Он встал и пошел ее искать. Куда она подевалась? В самом деле, у пассажиров горло пересохло, а она стоит и треплется по-английски с каким-то капиталистом.

Она болтала, щурила свои глаза, улыбалась своим ртом, ей, видно, было приятно болтать по-английски. Капиталист стоял рядом с ней, высоченный и худой, с седым ежиком на голове, а сам молодой. Пиджак у него был расстегнут, от пояса в карман шла тонкая золотая цепочка. Он говорил раскатисто, слова гремели у него во рту, словно стукаясь о зубы. Знаем мы эти разговорчики.

– Поедем, дорогая, в Сан-Франциско и будем там пить виски.

Она: Вы много себе позволяете.

Он: В бананово-лимонном Сингапуре… Понятно?

Она: Неужели в самом деле? Когда под ветром клонится банан?

Он: Забрались мы на сто второй этаж, там буги-вуги лабает джаз.

Кирпиченко подошел и оттер капиталиста плечом. Тот удивился и сказал: «Ай эм сори», что, конечно, означало: «Смотри, нарвешься, паренек».

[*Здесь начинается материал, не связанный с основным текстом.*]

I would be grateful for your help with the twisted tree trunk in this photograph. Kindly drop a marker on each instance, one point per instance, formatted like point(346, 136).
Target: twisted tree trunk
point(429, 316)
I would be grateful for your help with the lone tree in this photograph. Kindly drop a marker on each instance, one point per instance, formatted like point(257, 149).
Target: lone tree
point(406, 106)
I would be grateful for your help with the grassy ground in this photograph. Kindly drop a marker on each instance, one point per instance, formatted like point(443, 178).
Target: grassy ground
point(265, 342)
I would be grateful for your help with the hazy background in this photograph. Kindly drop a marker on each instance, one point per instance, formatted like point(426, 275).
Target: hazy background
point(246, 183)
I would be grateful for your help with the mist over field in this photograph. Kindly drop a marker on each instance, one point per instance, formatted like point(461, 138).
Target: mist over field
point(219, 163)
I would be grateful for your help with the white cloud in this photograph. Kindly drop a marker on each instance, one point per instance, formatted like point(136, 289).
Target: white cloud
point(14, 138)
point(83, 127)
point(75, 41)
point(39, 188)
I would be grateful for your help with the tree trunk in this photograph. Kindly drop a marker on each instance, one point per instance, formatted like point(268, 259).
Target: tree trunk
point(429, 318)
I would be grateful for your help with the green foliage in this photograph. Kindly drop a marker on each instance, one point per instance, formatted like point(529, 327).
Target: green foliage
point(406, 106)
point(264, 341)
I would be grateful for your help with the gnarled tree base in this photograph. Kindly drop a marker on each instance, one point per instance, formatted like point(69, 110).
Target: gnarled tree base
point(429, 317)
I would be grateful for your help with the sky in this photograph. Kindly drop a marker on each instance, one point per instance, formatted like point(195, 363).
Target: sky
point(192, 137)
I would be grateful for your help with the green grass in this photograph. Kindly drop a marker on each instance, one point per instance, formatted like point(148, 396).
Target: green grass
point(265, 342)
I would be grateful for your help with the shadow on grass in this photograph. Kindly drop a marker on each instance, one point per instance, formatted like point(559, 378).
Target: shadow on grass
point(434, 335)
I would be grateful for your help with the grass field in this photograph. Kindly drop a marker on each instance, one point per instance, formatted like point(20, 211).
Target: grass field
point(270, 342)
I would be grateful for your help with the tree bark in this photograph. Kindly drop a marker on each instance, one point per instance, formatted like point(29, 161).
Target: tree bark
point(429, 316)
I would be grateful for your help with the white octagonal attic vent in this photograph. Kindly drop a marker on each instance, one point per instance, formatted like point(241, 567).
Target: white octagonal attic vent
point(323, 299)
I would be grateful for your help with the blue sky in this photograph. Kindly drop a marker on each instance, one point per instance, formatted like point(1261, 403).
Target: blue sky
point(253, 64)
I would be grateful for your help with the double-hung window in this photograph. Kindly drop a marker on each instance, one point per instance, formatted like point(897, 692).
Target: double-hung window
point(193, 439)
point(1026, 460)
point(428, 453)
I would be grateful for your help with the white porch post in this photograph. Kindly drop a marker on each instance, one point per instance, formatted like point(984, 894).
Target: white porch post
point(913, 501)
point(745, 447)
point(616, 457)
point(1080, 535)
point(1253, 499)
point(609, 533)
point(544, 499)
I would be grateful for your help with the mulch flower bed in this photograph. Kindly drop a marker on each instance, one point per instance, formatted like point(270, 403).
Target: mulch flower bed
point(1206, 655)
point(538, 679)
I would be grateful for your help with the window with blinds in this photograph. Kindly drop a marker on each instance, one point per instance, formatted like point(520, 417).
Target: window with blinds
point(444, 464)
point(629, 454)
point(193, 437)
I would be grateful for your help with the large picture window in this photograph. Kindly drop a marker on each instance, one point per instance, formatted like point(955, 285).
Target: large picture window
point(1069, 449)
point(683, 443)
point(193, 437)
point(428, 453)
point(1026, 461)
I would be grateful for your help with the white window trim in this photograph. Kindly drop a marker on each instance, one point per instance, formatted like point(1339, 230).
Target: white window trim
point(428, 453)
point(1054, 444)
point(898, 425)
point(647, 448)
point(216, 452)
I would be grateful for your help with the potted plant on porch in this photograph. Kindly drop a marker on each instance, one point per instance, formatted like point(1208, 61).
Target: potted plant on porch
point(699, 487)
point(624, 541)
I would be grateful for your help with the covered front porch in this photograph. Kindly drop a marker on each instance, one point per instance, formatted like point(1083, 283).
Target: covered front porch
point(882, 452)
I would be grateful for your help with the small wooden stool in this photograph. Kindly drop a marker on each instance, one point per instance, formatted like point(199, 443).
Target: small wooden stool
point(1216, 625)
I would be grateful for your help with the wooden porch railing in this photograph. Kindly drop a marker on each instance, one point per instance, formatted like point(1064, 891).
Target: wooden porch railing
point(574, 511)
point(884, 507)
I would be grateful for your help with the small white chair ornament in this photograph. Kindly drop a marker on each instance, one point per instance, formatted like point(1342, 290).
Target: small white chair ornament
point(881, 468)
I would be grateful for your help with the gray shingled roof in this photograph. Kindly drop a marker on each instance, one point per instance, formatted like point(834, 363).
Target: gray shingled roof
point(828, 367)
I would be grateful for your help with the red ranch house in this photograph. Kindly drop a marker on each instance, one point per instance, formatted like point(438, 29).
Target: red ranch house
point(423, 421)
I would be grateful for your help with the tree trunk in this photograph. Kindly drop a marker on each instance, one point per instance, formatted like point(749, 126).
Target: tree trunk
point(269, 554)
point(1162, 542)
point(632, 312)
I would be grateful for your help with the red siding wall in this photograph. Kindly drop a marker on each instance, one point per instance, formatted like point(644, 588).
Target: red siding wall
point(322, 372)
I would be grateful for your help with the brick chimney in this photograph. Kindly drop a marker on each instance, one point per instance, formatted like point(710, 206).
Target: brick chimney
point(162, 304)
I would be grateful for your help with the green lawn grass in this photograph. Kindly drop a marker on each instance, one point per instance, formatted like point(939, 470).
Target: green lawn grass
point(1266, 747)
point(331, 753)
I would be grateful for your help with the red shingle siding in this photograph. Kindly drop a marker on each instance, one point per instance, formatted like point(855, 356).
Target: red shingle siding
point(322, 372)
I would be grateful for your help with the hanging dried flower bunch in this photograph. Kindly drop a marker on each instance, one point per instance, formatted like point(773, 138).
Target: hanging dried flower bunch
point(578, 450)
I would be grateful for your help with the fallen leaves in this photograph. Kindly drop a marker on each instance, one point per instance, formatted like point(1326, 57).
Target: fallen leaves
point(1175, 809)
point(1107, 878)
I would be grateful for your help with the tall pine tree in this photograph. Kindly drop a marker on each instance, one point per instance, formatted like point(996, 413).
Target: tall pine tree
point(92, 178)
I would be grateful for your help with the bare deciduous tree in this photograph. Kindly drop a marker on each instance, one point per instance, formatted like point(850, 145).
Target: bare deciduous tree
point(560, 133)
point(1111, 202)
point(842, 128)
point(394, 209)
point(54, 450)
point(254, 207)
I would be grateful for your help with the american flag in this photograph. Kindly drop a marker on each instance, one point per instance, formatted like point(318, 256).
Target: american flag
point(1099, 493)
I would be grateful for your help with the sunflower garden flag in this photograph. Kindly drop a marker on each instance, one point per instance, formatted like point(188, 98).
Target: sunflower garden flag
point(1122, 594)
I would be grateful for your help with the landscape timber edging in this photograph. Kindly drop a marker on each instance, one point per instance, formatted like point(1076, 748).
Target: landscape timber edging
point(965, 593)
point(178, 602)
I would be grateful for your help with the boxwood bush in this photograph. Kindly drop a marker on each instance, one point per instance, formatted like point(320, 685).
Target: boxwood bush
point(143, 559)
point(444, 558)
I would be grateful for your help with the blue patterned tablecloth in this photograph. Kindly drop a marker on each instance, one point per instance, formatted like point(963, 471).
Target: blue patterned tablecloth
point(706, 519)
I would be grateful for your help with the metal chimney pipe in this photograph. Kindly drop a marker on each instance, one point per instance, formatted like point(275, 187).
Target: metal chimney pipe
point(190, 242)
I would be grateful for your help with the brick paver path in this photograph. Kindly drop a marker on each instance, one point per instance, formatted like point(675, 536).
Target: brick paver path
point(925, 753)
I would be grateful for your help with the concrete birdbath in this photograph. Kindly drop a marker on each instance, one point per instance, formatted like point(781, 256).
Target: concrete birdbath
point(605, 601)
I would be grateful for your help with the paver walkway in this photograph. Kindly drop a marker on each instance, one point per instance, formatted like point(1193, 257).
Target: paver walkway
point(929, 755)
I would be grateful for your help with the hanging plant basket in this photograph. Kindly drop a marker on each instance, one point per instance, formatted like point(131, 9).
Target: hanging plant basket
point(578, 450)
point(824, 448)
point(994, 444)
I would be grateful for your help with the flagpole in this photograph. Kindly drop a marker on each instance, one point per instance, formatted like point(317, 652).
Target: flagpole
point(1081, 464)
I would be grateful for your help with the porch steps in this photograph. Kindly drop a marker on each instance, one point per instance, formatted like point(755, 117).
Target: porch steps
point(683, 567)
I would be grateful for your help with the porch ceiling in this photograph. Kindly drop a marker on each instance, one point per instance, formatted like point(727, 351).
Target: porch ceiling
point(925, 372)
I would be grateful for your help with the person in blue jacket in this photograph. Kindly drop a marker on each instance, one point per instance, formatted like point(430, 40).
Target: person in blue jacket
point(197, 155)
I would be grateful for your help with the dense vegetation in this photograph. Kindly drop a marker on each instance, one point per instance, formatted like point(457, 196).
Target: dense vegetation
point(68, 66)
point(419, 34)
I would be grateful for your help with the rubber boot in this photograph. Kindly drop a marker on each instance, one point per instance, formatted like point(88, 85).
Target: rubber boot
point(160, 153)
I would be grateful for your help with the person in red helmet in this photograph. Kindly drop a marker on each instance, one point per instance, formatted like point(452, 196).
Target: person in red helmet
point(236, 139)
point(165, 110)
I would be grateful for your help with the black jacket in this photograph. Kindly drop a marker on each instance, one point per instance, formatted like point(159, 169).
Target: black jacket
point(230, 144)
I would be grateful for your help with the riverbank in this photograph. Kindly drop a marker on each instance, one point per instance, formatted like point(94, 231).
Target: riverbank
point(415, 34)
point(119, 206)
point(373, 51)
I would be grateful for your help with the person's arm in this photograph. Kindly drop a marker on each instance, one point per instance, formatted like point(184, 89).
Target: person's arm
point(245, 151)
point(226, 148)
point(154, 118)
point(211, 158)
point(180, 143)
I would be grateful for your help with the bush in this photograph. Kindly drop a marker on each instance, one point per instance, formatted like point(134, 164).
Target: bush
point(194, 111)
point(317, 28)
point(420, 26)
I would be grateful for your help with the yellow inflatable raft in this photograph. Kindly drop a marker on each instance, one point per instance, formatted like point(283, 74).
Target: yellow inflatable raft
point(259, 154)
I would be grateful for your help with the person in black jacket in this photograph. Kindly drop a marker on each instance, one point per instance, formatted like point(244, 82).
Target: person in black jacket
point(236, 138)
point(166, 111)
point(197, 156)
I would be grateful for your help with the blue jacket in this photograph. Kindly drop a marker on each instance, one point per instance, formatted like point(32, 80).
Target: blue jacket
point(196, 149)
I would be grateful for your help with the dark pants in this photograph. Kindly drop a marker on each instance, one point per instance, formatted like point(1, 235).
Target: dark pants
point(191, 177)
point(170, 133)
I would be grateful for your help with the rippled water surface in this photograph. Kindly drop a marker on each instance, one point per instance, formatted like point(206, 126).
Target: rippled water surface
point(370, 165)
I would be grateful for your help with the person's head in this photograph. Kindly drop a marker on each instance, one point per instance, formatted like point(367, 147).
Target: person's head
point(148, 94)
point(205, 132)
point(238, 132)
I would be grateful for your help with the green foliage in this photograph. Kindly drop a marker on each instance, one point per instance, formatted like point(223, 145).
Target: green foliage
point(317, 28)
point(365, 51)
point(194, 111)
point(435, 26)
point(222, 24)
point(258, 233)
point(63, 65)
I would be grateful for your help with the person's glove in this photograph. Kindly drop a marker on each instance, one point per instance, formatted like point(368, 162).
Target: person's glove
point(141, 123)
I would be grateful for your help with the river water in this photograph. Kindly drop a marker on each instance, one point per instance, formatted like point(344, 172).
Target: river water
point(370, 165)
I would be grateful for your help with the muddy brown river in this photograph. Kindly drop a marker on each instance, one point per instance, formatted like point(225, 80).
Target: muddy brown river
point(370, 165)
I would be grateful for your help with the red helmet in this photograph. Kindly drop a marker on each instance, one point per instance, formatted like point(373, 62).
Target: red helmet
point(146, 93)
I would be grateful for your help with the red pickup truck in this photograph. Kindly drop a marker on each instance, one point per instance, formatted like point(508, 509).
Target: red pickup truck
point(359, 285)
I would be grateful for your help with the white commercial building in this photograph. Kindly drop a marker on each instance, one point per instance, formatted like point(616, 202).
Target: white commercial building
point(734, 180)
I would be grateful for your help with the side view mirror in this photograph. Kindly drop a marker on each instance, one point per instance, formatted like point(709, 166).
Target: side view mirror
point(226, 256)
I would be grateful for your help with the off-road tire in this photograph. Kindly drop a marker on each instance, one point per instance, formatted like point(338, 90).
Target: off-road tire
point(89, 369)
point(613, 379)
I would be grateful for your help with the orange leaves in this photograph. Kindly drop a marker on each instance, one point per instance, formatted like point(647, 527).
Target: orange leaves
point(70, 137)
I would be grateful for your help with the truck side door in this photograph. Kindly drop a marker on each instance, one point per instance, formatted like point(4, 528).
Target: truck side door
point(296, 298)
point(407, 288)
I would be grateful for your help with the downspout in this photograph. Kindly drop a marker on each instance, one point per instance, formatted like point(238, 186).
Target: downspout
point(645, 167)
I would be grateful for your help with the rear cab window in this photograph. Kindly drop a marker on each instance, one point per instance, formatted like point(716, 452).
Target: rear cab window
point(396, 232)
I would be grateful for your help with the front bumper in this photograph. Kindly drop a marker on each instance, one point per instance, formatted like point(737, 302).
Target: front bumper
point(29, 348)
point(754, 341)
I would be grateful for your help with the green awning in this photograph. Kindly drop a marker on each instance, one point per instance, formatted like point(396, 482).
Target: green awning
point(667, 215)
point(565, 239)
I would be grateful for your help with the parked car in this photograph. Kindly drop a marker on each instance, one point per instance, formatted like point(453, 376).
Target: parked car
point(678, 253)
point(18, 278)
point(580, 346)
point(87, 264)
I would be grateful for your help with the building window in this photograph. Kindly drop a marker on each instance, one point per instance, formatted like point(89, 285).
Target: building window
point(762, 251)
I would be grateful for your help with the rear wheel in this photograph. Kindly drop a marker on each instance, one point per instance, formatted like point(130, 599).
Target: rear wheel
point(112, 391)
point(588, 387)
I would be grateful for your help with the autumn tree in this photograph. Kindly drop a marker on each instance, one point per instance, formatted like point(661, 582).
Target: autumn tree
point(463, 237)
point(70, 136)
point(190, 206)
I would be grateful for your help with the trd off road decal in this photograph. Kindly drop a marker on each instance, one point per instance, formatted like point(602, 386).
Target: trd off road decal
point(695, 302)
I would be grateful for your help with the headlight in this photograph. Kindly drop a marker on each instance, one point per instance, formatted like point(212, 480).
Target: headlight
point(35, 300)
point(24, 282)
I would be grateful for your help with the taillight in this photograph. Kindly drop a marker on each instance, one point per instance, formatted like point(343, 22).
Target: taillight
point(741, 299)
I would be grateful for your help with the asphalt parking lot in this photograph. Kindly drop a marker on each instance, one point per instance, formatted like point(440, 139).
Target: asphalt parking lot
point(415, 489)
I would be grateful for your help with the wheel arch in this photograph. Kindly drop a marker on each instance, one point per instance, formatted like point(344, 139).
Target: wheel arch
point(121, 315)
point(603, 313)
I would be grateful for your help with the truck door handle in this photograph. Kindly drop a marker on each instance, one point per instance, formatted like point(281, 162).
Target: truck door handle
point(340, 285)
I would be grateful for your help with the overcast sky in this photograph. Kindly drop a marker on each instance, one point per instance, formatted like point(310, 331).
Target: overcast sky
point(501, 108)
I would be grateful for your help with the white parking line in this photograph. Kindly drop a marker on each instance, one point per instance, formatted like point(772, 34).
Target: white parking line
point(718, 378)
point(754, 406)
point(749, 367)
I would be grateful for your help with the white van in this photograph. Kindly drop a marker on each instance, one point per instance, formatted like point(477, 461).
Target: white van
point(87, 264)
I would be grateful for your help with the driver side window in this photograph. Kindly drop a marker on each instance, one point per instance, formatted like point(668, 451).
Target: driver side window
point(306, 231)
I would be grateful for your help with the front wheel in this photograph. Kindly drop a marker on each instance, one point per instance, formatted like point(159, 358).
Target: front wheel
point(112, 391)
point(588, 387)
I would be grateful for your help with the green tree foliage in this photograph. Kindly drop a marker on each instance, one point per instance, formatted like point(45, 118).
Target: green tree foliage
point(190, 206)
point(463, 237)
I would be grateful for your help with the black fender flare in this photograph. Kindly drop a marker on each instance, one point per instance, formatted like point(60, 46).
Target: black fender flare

– Спокойно, – сказал Кирпиченко. – Мир – дружба.

Он знал политику.

Капиталист что-то сказал ей через голову, должно быть:

– Выбирай, я или он. Сан-Франциско или Баюклы.

А она ему с улыбочкой:

– Этого товарища я знаю и оставьте меня, я советский человек.

– В чем дело, товарищ? – спросила она у Кирпиченко.

– Это, – сказал он, – горло пересохло. Можно чем-нибудь промочить?

– Пойдемте, – сказала она и пошла впереди, как какая-то козочка, как в кино, как во сне, ах, как он соскучился по ней, пока курил там, в носу.

Она шла впереди, как не знаю кто, и привела его в какой-то вроде бы буфет, а может быть, к себе домой, где никого не было, и где высотное солнце с мирной яростью светило сквозь иллюминатор, а может быть, через окно в новом доме на 9-м этаже. Она взяла бутылку и налила в стеклянную чашечку пузырящуюся воду. Она подняла эту чашечку, а та вся загорелась под высотным солнцем. А он смотрел на девушку, и ему хотелось иметь от нее детей, но он даже не представлял себе, что с ней можно делать то, что делают, когда хотят иметь детей, и это было впервые, и его вдруг обожгло неожиданное первое чувство счастья.